Age is an independent predictor of poor response. We have shown this in our study, and it is congruent with previous literature [26,27,28]. A precise estimate of age-attributable proportion of MBS response is difficult. A recent retrospective analysis of 1026 patients demonstrated higher excess BMI change and better remission of comorbidities in younger patients compared to patients over 60 years of age (T2D: OR 0.693, p = 0.038, aHT: OR 0.600 p = 0.024) [26]. A meta-analysis by Marczuk et al. showed higher morbidity of RYGB in elderly patients (OR 1.88, p = 0.03), with lower effectivity in terms of weight loss (p < 0.001) and remission of comorbidities (e.g., T2D: OR 0.64, p = 0.04, aHT: OR 0.33, p = 0.007) [27]. Overall, MBS can be performed safe and effectively in elderly patients, but morbidity, postoperative complications, and poorer weight loss are more frequently encountered compared to 30–39-year-old patients [28]. The significant impact of age and duration of disease on weight loss failure should be taken into account by clinicians that decide the timing and choice of MBS.

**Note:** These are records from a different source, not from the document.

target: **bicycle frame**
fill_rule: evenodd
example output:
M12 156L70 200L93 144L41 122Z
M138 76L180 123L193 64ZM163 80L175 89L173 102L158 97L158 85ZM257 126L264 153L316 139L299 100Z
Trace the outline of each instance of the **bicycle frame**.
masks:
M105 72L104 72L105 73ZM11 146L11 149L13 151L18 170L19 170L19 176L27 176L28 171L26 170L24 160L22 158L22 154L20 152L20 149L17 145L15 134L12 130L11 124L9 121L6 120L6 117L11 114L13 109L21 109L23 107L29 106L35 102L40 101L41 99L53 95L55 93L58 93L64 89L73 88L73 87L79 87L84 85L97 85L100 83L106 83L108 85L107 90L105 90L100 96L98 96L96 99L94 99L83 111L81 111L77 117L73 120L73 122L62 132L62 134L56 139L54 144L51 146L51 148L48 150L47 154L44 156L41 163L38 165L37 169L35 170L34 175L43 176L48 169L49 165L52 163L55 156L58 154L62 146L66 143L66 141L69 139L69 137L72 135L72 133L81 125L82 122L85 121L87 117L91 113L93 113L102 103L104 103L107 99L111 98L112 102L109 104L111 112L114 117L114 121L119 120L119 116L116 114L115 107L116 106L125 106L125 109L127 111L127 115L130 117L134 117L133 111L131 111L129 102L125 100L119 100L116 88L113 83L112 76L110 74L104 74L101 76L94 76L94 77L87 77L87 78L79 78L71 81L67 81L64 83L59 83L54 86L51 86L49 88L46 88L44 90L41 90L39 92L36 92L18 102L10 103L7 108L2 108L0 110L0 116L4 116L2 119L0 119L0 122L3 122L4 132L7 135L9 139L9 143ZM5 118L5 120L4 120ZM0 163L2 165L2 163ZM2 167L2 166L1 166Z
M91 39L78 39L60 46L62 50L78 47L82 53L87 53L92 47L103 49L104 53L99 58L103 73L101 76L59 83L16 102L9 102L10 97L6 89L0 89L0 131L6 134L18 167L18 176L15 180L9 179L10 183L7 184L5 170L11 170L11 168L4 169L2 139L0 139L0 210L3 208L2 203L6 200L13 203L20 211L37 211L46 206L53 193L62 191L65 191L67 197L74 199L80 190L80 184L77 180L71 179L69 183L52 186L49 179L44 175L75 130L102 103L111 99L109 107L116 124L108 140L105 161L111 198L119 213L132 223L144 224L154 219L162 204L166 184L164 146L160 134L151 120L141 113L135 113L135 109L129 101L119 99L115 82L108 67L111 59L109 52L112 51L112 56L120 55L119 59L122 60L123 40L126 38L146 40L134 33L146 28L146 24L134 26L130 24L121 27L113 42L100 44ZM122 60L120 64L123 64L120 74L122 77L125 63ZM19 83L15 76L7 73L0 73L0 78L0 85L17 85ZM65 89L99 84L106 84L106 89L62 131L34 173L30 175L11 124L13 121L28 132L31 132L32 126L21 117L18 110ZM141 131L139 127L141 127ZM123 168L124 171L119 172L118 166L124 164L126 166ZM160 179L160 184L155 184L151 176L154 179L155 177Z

Due to the retrospective nature of this study, reporting bias may exist regarding parental predisposition and age at onset. Parental weight and metabolic health may fluctuate significantly throughout the years, and it is unknown which parental status is recalled and reported at time of data collection. Also, patients’ estimation of parental weight may be distorted due to a biased perception of “normal.” This is a nested cohort study to investigate the association between parental predisposition and age at onset with poor response. Our inclusion and exclusion criteria of parental predisposition and age of onset may lead to selection bias. This data, however, is provided by patients at random and there is no reason to assume a significant difference of covariate distribution from the rest of the register. Assuming there could be a variation, it would most likely be statistically insignificant due to the large cohort size. Endpoint estimation may be confounded by loss to follow-up.

Compliance at 1-year follow up in bariatric centers is high. After this time, the proportion of follow-up declines rapidly. It is unclear whether patients, who drop out of follow-up, are “responders” or “non-responders.” Studies estimate that removal from follow-up is associated with under-average outcome, suggesting surgical failure rates may, in reality, be higher [29, 30]. This reasoning also applies to data on 3-year follow up. Our data, however, shows a proportion of failure congruent with previous publications that report up to 11% TWL failure [3, 4, 6, 8, 31]. The StuDoQ|MBE register allows an “unknown” response to the question of parental predisposition. We regarded this as “missing.” This led to the exclusion of some observations from the complete case analysis and may bias results toward the null. We refrained from imputing “missing” data for the multivariate regression analysis, because we are uncertain if data is missing completely at random. Therefore, the number of observations analyzed in multivariate analysis is lower than the full cohort described. Despite a potential change in the effect size estimates, we do not believe that this would change the high significance of independent associations. The quality of the register’s data input is neither monitored nor validated, with many missing values. Other potential modifiers such as mental health or socioeconomic status were not included in this analysis, but may also have significant impact on surgical outcome.


In a dynamic development of multi-generational chronic disease, our results provide current estimates of the distribution of parental predisposition for obesity and average age at onset in MBS patients. We find that the proportion of MBS patients in Germany reporting parental predisposition is very high and the average age at onset is under 15.5 years. Early onset of obesity, age, poor pre-operative weight loss, lower pre-operative BMI, SG, and T2D are independent predictors of surgical weight loss failure (TWL < 20%).